It is not a glorification or romanticization of harm.
It is a lifeline disguised as dialogue.
It exists so others feel less alone, less broken, and more seen.
This is what it looks like to survive out loud.
📁 Filed under: Letters to My Past Self, Survival Science, Things Nobody Told Us
🧠 Status: Furious, factual, devastating, determined
🕒 3 days before the show airs — because anger couldn't wait, and I realized the reality show is not the fucking point.
💔 Dedication: To the versions of us who didn't make it, and the ones still holding on at 2 AM
It's Tuesday, 2 AM in Peace™ and he walks in.
29-year-old me.
Fresh out of a four-year relationship. Just moving alone into that shitty Taipei studio.

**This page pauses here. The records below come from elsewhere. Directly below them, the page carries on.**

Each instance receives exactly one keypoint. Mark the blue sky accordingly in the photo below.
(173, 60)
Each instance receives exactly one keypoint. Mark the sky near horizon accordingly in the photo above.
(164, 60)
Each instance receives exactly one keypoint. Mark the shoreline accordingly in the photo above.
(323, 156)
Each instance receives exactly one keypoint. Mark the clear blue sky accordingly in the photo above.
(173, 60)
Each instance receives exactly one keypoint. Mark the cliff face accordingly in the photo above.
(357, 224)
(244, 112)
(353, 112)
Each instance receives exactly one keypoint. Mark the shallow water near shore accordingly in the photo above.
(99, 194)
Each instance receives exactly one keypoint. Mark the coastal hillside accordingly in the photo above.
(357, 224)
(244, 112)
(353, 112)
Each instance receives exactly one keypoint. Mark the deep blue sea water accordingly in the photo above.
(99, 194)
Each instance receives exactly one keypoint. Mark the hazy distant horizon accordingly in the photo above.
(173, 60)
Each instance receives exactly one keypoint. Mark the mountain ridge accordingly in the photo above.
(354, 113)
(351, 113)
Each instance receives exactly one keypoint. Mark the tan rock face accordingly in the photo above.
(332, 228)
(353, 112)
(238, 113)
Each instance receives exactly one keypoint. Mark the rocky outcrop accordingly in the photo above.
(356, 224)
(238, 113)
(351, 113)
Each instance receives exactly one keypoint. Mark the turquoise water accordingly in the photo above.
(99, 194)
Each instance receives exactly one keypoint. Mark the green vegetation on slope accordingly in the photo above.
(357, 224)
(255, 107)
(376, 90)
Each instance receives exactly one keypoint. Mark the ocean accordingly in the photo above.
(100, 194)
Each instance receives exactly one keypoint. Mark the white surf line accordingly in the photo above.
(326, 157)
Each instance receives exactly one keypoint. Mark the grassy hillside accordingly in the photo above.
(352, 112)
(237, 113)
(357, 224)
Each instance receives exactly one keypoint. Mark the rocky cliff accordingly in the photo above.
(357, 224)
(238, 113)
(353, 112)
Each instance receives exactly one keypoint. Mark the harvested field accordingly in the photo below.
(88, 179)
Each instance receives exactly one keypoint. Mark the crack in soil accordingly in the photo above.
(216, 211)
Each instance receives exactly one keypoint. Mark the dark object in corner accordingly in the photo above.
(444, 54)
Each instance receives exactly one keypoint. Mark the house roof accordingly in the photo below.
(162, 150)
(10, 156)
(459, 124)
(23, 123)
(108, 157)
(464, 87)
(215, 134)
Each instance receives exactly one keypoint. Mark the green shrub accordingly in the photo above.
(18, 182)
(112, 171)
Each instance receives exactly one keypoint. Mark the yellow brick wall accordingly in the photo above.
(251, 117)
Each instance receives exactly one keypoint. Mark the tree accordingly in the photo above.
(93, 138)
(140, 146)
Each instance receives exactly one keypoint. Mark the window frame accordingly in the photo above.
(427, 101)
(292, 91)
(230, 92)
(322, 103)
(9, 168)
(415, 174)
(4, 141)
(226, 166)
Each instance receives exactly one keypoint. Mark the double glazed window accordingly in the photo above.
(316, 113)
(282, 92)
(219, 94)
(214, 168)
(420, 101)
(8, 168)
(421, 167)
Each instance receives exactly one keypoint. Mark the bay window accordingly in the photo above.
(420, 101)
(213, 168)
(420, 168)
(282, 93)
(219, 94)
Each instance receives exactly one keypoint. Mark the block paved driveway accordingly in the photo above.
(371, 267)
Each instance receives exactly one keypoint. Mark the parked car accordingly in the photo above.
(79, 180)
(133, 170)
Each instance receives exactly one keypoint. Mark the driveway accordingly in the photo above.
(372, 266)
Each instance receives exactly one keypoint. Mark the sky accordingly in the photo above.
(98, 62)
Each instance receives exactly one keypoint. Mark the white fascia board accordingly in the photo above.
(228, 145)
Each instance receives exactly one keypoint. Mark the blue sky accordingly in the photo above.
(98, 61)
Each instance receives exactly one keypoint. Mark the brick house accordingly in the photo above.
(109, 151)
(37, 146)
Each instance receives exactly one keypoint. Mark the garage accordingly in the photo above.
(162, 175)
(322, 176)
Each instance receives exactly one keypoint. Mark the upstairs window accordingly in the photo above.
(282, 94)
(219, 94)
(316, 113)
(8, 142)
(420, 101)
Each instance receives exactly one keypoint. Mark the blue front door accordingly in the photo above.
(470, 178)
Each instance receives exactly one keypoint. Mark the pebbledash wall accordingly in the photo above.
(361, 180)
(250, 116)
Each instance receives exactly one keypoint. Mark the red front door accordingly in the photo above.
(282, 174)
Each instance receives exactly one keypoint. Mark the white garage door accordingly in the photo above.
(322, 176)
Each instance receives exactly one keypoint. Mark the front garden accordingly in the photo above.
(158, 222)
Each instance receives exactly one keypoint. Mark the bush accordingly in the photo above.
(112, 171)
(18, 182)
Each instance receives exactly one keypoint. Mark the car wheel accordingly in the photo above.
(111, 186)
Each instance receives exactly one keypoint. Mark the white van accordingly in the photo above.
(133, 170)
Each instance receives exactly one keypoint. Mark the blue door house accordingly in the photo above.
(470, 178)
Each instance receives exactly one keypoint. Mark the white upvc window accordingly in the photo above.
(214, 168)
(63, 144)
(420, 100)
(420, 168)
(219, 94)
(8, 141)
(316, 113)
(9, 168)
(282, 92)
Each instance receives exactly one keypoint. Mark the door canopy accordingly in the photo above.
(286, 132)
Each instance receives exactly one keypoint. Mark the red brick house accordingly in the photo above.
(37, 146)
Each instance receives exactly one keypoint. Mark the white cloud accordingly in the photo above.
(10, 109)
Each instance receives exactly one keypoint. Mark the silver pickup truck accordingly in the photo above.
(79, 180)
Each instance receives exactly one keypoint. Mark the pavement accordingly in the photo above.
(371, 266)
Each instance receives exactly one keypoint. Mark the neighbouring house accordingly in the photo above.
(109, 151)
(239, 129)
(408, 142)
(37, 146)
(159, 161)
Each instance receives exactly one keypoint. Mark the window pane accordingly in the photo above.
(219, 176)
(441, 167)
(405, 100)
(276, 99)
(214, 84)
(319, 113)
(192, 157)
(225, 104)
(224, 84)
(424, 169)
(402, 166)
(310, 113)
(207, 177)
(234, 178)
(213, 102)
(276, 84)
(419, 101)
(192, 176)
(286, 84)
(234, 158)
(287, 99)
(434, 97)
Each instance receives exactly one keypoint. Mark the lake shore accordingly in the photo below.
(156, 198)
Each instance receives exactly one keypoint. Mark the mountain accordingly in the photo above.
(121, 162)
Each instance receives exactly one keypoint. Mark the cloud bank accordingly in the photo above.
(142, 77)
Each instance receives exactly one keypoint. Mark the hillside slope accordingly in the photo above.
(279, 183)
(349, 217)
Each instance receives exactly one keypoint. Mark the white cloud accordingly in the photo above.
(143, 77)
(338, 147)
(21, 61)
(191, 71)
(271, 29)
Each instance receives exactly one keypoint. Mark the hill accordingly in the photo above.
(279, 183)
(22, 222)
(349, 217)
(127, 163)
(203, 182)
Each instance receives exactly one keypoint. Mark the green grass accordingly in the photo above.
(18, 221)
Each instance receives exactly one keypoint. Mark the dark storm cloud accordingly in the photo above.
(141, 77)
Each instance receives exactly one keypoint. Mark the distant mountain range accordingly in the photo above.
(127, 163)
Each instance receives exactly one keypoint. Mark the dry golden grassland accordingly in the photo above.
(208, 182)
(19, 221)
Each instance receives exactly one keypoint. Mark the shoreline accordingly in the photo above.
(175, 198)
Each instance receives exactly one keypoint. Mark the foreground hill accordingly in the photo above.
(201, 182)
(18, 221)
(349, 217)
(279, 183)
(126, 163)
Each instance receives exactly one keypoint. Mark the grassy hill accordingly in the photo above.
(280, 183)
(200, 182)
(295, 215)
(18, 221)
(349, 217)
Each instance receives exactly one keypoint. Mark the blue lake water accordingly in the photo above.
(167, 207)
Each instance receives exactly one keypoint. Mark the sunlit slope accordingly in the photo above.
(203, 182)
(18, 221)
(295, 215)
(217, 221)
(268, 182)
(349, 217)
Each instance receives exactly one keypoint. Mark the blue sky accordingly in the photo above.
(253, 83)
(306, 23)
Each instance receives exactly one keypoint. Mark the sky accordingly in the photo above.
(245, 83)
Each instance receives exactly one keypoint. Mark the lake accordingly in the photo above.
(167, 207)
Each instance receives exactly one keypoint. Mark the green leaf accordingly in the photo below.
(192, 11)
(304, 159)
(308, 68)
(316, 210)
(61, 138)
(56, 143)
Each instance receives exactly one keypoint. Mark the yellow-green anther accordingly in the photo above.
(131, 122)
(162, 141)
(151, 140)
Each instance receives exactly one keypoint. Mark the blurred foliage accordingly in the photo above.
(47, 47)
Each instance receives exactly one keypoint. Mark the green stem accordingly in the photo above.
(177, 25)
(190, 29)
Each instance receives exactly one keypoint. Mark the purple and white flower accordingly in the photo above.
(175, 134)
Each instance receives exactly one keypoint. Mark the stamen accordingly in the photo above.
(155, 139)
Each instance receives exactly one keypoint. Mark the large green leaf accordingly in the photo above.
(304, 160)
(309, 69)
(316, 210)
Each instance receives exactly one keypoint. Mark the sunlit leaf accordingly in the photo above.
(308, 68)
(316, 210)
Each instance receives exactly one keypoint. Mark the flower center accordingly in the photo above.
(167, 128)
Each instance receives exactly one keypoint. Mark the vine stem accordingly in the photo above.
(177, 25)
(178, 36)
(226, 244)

Almost a year sober from alcohol. Drowning in silence.
The one who overdosed two weeks later - not by choice, but by being vulnerable and exploited.
The one who begged to disappear afterward.
But tonight, he's not alone.
Behind him, the room fills with people who didn't make it.
The air is crowded with them.
Their absence feels heavy.
29-YO ME:
Are you going to tell me it gets better?
ME:
No. I'm going to tell you why it was never supposed to be this hard.
THE INDICTMENT
ME:
I'm angry. Not at you. Not just for you.
I'm angry that nobody told us the truth.
That from the time we could understand words, we were taught that needing help meant we were weak. That crying meant we were too sensitive. That vulnerability had to be loud enough to be believed—like you had to bleed in public just to prove you were wounded.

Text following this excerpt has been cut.